Of course, Carol Danvers has a human aspect and her amnesia makes her vulnerable to the eyes of the public, but it’s only minimal and badly handled, thus remaining poorly credible because this amnesia never made her a fragile person regarding her limitless powers compensating for this lack. She knows it, she plays with it, and the rare emotional moments no longer have the same impact.
And let’s go fapping over the great feminism! Wonder Woman ha dits lot of stupid sentences: « it’s a great feminist movie, Diana is arrogant, nonchalant and likes to tease men. » and it’s on again with Captain Marvel. But honestly, doesn’t the women deserve better than these cheap super-heroine stories? Even if I am happy that it starts moving, they should think about giving roles that goes beyond the clichés like Anna Boden and Ryan Fleck’s movie.

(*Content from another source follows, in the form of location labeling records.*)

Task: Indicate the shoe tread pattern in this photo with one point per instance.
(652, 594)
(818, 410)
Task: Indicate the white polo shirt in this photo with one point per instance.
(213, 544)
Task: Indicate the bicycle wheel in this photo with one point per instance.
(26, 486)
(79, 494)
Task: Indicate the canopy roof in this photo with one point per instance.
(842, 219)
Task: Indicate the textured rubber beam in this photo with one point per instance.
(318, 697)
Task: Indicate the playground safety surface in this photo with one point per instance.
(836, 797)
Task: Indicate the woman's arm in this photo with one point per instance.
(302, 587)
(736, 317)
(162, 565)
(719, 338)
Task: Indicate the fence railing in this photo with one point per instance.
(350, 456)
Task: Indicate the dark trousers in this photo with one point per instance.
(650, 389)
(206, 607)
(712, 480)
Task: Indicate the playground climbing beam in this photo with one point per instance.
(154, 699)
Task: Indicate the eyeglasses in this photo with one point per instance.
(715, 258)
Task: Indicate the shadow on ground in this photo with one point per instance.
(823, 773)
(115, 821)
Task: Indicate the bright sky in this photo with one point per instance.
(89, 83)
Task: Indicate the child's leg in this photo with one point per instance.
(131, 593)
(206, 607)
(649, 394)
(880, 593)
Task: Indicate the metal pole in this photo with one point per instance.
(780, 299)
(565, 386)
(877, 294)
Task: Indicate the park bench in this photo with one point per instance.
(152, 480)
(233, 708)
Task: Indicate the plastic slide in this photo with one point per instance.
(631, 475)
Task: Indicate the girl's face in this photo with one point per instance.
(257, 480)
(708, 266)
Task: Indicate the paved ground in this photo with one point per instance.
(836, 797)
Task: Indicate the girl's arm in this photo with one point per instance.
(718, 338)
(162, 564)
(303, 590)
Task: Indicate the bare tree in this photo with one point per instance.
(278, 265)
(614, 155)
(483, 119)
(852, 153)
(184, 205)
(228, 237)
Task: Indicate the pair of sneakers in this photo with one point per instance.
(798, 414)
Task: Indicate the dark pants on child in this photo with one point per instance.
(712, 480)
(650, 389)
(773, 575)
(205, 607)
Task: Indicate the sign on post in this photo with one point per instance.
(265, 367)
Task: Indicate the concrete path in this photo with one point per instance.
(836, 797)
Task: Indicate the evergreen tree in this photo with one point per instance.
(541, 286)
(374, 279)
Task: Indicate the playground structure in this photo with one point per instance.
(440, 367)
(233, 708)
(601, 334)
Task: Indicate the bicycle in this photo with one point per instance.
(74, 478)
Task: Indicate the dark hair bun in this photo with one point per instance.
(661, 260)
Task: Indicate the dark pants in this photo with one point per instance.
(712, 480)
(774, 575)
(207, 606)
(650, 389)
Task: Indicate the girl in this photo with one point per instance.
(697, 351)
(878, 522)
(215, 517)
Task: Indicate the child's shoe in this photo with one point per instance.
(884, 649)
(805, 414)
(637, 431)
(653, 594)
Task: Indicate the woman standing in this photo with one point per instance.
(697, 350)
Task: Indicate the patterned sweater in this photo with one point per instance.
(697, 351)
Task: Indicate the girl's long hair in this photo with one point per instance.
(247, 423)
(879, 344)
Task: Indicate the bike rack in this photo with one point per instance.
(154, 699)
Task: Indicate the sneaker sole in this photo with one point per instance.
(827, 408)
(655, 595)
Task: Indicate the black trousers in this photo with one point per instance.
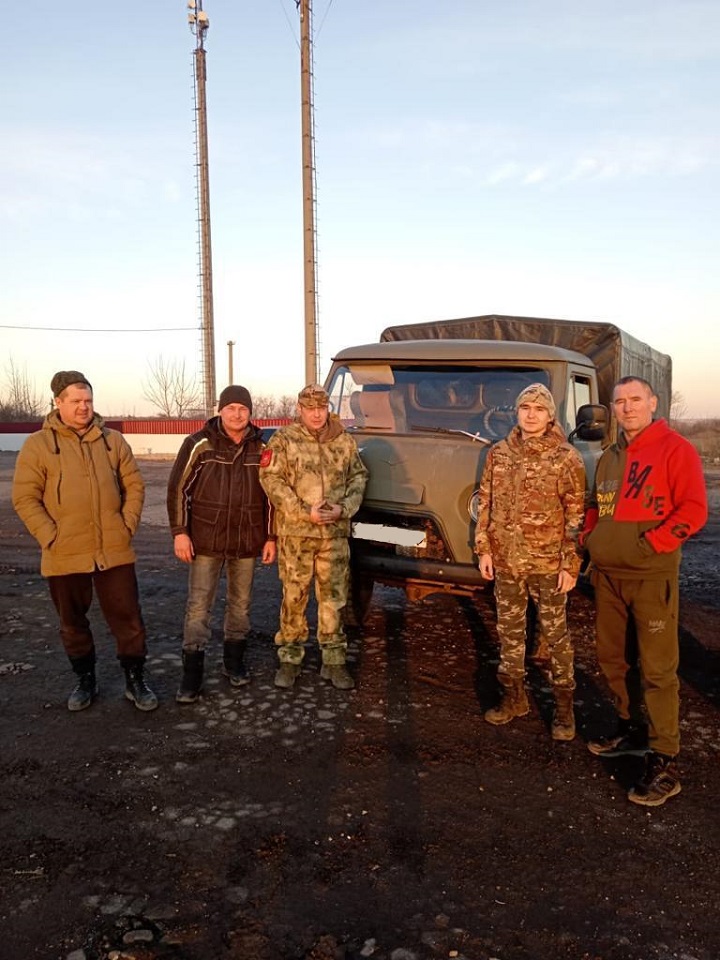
(117, 593)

For exemple : Emancipating from our mentor by refusing to fight and sending him a blast in the chest isn’t what I call emancipation but scenario simplicity. Avoiding the fight is indeed a way to not show a weak heroine because, on hand-to-hand combat, she might have been vulnerable (and maybe less attracting?). Making Brie Larson to take poses with some sort of cool style doesn’t give a strong and independent image to the Woman, it’s just laughable.
Goose is the comical element of the show and personally it didn’t bother me at all compared to critics who hated he’s presence.
That gives me a transition to the humor of the movie. Every Marvel has its lines, its repetition or situation comic, and Captain Marvel is no exception. However, it might be one of the rare Marvel where the humor is badly exploited, badly mastered.
To get back to Goose and Nick Fury’s eye, the disillusion is huge. It might be one of the dumbest comical situations throughout the MCU and takes-off every bit of credibility to the character of Fury whose accident leading to the loss of his eye is no heroical act. No need to keep on playing the mysterious and over-serious, you’re no longer credible dude!
Captain Marvel/Nick Fury
As everyone seems to enjoy the duo Captain Marvel/Nick Fury, I will allow myself to put my point on it. Even if some sort of alchemy seems to come out from this duo and that an undeniable dynamism gives some “peps” to some dull sequences, I’d like to highlight the fact that Samul L. Jackson’s acting is unbearable. He keeps on caricaturing himself over and over, always playing in the same register without any deeper meaning.
Whereas Brie larson, she seems to struggle with believing that she’s impersonating such a powerful character, and her acting is quite laughable, especially her facial-expressions when she’s taking a badass pose (by the way there is, way, way to much throughout this movie), she has an undeniable charism and a lot of potential.
To conclude, Captain Marvel remains a formatted product that has not the same ambition as a Guardians of the Galaxy, nor the courage of a Doctor Strange, and with stakes so less captivating that the movie becomes boring.
A Jude law unequal and absent, some secondary characters (Yon-Rogg’s team, Ronan, Coulson…) pushed back to the rank of walk-on role and thus under-exploited, a heroine so powerful we end up detaching from her and special effects sometimes disgusting (3 weeks after Alita : Battle Angel, it’s painful to watch), Captain Marvel is a deception after such a long waiting time. There will remain some comical moments, some bravery and a post-credit scene really appealing, in brief, ephemeral novelties.